Por mais qualificada que seja uma IA, nenhuma máquina projetada ao consciente alcançará a presença da mente humana e seu comprometimento existencial
Com os avanços nos estudos da IA (inteligência artificial), grandes empresas do setor da tecnologia mantêm núcleos relevantes de inovação e pesquisa. O intuito é aperfeiçoar abordagem, recursos e técnicas para dotar as máquinas de características humanas, como empatia, senso de humor ou traços de personalidade. Entretanto, as conquistas anunciadas até então são incipientes.
Quando se discute a possibilidade de prover às máquinas uma consciência artificial, estamos lidando com complexidades similares às viagens na velocidade da luz. Há muitas incertezas no horizonte destas possibilidades.

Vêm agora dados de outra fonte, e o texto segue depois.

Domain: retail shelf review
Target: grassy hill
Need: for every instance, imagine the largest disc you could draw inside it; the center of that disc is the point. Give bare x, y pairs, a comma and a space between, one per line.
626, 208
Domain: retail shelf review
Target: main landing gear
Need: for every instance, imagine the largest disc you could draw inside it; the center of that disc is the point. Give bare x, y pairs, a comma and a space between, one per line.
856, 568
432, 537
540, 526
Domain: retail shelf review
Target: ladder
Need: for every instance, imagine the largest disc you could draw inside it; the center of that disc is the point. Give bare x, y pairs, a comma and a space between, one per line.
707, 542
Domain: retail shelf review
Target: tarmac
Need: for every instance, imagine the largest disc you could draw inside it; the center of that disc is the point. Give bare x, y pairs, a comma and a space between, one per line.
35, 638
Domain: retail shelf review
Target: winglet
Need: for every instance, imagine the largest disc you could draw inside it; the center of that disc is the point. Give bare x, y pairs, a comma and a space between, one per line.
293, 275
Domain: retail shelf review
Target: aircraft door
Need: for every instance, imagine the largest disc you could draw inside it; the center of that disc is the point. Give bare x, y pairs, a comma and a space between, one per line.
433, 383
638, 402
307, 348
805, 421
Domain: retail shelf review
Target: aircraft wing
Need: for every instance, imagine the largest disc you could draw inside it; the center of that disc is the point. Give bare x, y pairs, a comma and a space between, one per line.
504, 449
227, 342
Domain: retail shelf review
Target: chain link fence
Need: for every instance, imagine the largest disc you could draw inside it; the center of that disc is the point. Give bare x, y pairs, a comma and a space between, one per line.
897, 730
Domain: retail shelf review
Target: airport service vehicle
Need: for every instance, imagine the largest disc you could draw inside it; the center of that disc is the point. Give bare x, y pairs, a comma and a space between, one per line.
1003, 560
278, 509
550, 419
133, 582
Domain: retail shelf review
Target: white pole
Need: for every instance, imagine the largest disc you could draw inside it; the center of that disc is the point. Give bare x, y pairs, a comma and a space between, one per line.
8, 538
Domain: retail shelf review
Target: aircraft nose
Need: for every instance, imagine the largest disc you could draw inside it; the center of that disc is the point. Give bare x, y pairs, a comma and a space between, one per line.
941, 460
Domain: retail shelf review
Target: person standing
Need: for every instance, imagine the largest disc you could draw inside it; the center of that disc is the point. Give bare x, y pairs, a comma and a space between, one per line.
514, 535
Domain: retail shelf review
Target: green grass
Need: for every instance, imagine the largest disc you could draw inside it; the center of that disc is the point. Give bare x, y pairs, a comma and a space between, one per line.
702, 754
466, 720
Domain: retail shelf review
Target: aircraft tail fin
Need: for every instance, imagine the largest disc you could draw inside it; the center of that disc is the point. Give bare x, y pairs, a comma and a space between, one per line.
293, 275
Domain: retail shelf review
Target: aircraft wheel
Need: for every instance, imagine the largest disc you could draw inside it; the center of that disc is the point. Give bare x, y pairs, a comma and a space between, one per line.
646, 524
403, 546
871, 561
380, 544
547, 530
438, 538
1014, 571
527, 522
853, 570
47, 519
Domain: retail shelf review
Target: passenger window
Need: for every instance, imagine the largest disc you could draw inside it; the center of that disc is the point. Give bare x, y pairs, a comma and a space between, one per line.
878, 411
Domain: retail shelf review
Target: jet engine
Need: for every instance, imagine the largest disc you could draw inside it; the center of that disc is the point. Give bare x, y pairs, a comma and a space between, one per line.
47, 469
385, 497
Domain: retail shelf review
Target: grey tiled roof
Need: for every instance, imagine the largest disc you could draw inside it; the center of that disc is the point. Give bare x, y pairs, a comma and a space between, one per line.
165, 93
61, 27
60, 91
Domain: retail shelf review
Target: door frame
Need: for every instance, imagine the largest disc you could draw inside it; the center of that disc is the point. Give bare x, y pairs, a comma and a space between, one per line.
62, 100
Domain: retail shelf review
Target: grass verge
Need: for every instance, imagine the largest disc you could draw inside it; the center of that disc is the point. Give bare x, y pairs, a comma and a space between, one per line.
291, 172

Mas enquanto na física quântica temos modelos matemáticos logicamente constituídos, no que diz respeito à compreensão do que subsidia o acontecimento da consciência, todos os conceitos estão em falta com os fundamentos disponíveis.
Stanislas Dehaene, pesquisador de neurociência cognitiva no College de France e autor de “Consciousness and the brain”, esclarece que a questão da consciência, durante todo o século 19 e 20, esteve fora dos domínios da ciência tradicional. Uma significativa parte dos fundamentos encontrados até ali foi formulada a partir de reflexões especulativas. Era matéria inescrutável pela experimentação objetiva. Somente depois de 1980 é que o problema foi retomado nas frentes de pesquisa da neurociência.
O assunto ainda suscita muita discussão. “Alguns filósofos, porém, ainda creem que o núcleo do problema da consciência reside no que eles chamam de ‘atenção fenomenológica’, uma espécie de senso intuitivo”, explica Dahene – uma alusão ao fato de que a aspereza de uma superfície ou a cor esverdeada de uma folha nova causam experiências internas particulares para diferentes indivíduos.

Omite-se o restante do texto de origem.